The main phases of a fire are four: the start of combustion, the spread of fire, the flashover and the extinction.
The time between the first and the second phase depends on different factors, like the flammability of the fuel, the likelihood of propagation of flames, the decomposition speed of fuels involved in the fire, the geometry and volume of the spaces, the possibility of heat dissipation in fuels, the ventilation of the space, the qualities of the surface of fuels and the distribution of fuels in the area.
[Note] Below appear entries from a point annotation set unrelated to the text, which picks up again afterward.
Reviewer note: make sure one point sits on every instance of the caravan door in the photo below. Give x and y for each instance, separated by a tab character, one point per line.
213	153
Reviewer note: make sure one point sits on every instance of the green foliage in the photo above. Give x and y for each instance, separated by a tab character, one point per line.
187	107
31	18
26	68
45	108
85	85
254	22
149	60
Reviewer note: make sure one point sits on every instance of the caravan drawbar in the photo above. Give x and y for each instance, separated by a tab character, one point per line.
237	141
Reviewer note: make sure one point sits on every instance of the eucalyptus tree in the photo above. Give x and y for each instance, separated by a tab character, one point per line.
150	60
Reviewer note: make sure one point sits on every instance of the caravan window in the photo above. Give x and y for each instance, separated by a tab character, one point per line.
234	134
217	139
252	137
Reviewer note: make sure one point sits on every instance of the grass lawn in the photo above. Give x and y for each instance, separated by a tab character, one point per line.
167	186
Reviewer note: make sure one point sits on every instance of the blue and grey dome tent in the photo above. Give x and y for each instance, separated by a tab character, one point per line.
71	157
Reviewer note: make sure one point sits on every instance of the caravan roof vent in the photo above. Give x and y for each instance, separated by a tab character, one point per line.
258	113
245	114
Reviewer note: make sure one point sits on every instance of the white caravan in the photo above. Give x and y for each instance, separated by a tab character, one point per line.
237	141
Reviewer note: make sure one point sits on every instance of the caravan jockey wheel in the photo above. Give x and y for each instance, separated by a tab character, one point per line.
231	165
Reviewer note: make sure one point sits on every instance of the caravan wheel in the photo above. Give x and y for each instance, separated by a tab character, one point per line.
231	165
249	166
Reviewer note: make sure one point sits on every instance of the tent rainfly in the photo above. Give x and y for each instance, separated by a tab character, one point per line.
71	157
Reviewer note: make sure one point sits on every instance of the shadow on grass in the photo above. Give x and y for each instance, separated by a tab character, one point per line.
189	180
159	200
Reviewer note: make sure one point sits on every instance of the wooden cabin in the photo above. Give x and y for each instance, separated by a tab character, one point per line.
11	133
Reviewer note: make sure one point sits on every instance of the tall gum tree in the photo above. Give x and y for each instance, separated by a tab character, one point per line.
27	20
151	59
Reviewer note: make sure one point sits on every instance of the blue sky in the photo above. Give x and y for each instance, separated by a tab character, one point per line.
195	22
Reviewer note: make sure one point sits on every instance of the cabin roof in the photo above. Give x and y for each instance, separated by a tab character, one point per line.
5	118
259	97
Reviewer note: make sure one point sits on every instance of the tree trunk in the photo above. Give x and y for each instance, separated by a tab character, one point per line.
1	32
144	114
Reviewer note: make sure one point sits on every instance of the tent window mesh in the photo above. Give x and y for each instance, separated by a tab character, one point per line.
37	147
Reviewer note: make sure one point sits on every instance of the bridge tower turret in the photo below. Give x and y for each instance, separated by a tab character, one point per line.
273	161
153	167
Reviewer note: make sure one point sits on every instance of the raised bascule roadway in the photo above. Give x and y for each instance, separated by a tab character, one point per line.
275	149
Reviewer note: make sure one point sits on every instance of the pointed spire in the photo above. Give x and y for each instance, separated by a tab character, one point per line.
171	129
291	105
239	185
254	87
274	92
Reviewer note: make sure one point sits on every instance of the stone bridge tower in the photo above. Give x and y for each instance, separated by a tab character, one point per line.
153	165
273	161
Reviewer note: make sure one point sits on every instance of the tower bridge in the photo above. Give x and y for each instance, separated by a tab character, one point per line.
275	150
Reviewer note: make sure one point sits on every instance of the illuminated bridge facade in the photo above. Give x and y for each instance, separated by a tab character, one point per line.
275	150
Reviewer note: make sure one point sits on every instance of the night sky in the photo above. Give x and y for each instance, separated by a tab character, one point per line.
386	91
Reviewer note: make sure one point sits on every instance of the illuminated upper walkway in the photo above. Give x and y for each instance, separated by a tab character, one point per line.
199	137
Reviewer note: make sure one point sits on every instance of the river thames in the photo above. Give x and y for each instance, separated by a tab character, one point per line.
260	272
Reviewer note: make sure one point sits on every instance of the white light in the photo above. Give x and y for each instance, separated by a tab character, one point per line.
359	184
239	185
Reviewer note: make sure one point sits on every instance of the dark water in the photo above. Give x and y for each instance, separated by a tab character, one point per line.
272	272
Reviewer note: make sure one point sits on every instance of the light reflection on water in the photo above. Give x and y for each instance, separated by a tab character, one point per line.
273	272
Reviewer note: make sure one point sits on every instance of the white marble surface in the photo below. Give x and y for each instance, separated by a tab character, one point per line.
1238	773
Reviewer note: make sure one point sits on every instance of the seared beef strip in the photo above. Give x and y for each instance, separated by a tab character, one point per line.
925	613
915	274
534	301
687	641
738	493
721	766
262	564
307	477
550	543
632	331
During the spread of the fire, all materials close to the centre of the fire reach the ignition point, producing flammable gases and other products of combustion, reducing visibility by doing so. In addition to this, toxic and corrosive gases are also produced, with pockets in which gases reach the flammability and explosion limits. In this phase, because of the spreading of fire, combustion increases its speed and temperature and, at the same time, also the radiant energy increases.
During the flashover phase, the building hit by the fire runs the risk of structural failure while the flames could spread to closer buildings. The flame speed and the temperature increase precipitously. So does the combustion gas emission, especially upward.  Fuels closer to the centre of the fire ignite spontaneously, while the farthest reach the combustion temperature; during this phase, intense shock waves can be observed.
When all fuels have completely ignited, combustion starts to slow down, entering the extinction phase. Also temperature decreases, together with speed and radiant energy.
The temperature reached by a fire may vary according to the type of fuel, its quantity and the place where it develops. Approximately, solid fuels can reach a temperature that goes from 700°C to 1200°C, while the temperature of flames goes from 1700°C to 2500°C.